Alexander Ivanovich Oparin (1894-1980)
Oparin was a Soviet biochemist, an expert on plants, who became famous for being the author of a 70-page booklet called The Origin of Life, written in 1924. He wondered whether it was possible that molecules made out of carbon, hydrogen, oxygen and nitrogen could have arisen before the existence of life and caused the appearance of the very first cells. Three decades later, Oparin’s ideas bore fruit when Stanley Miller, then a graduate student at the University of Chicago, demonstrated with a series of experiments, that it was possible to synthesize amino acids from inorganic precursors.
Since Oparin had been the first to suggest a plausible solution to the origin of life, he became a Soviet hero. He joined the prestigious Academy of Sciences of the USSR, received numerous awards and medals and all of his books have been translated into many languages. He even received treatment as Head of State in the Soviet Union.
Ronald Fisher, Sewall Wright, Theodosius Dobzhansky y Ernst Mayr
The variation that Darwin saw in his pigeons and barnacles, whose origin, he had not the faintest idea how to explain, emerge as the DNA sequences are changing. Before 1920, the mechanisms that allow evolution to act were unknown. Genes, DNA, and mutations were unknown. There were no explanations as to why there are differences between two populations of the same species. In the early 1920’s, scientists began to realize that mutations had a great impact on evolution. Ronald Fisher (1890-1962), an English statistician, and Sewall Wright (1889-1988), an American geneticist, integrated natural selection and genetics, positioning Darwin’s theory on more solid foundations. Fisher contributed demonstrating that natural selection progresses by the accumulation of small changes, as opposed to the idea of sudden dramatic variations. A significant step was the publication in 1937 of the book by Theodosius Dobzhansky (1900-1975), a Soviet scientist who emigrated to the US, titled Genetics and the Origin of Species. Working with his naked eye and using a microscope, Dobzhansky was able to identify differences in chromosomes by studying diverse populations of fruit flies (Drosophila).

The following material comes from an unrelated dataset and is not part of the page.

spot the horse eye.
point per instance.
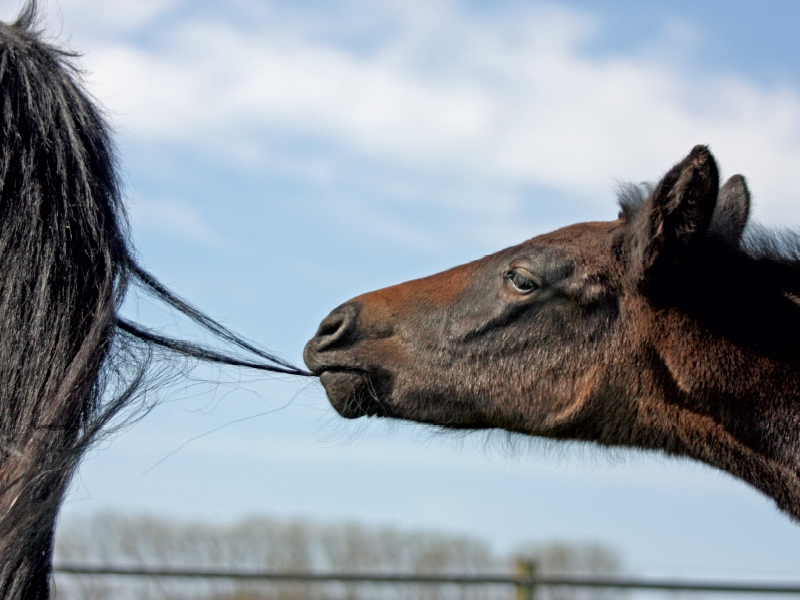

Ernst Mayr (1904-2005) was inspired by Dobzhansky´s book and understood why the traits of the birds he studied in New Guinea, varied from town to town: there was gene flow. By 1940, the architects of the new modern synthesis had shown that genetics, zoology, and paleontology, all told the same story. Mutations were the foundation of evolutionary change. Those mutations, together with the laws of heredity, gene flow, natural selection and geographic isolation, could create new species and new forms of life. If all these changes worked for millions of years, it was possible that the transformations seen in the fossil record would appear. The success of the modern synthesis, also known as Neo-Darwinism, has been the force that has transformed research in evolutionary biology since 1950.
Stanley L. Miller (1930-2007).
As a graduate student at the University of Chicago, Miller became famous in 1951 by showing that what Oparin claimed, could be achieved in practice: it was possible to produce amino acids from molecules containing carbon, hydrogen, oxygen and nitrogen, simulating the conditions of a young, lifeless, primitive Earth. Miller designed a very simple device, consisting of a tube through which a mixture of methane, ammonia, hydrogen and water circulated continuously. When he exposed the gasses to an electric discharge, he found that this process induced the chemical reactions.
The resulting culture was cooled and condensed as rain in the simulated ocean. The experiment ran for a week, and when Miller sampled the water, he found that the result was the formation of seven different amino acids. In just three and a half months, he had proved that Oparin was right. Though he had not been able to create life in the laboratory, the essential and functional constituents of life, the raw material that forms life, had been produced. Still, after 60 years of research, it has not been possible to generate life from scratch in a laboratory.
Stephen Jay Gould (1941-2002)
Gould was one of the most influential evolutionary biologists and paleontologists during the second half of the 20th century. His greatest contribution, postulated together with his colleague Niles Eldredge, was the idea of punctuated equilibrium. They proposed that species appeared in the fossil record, became stable, and then could be subject to rapid events of branching speciation, as opposed to the idea that evolution occurs gradually. This idea arose as an explanation for the scarcity of the fossil record. Gould and Eldredge argued that the fossil record reflects very extended periods of time, during which organisms appear to undergo no changes (a state called stasis), interrupted by sudden leaps (in geological terms) where morphological changes occur. According to them, the lack of fossils is a feature of evolution and not an effect of the lack of data.
The following is one of Gould’s most famous quotes: “Homo sapiens is a tiny twig, born just yesterday on an enormously arborescent tree of life that would never produce the same set of branches if regrown from seed”. Gould refers to those arrogant humans, who believe the world was created for us by a god thinking about us.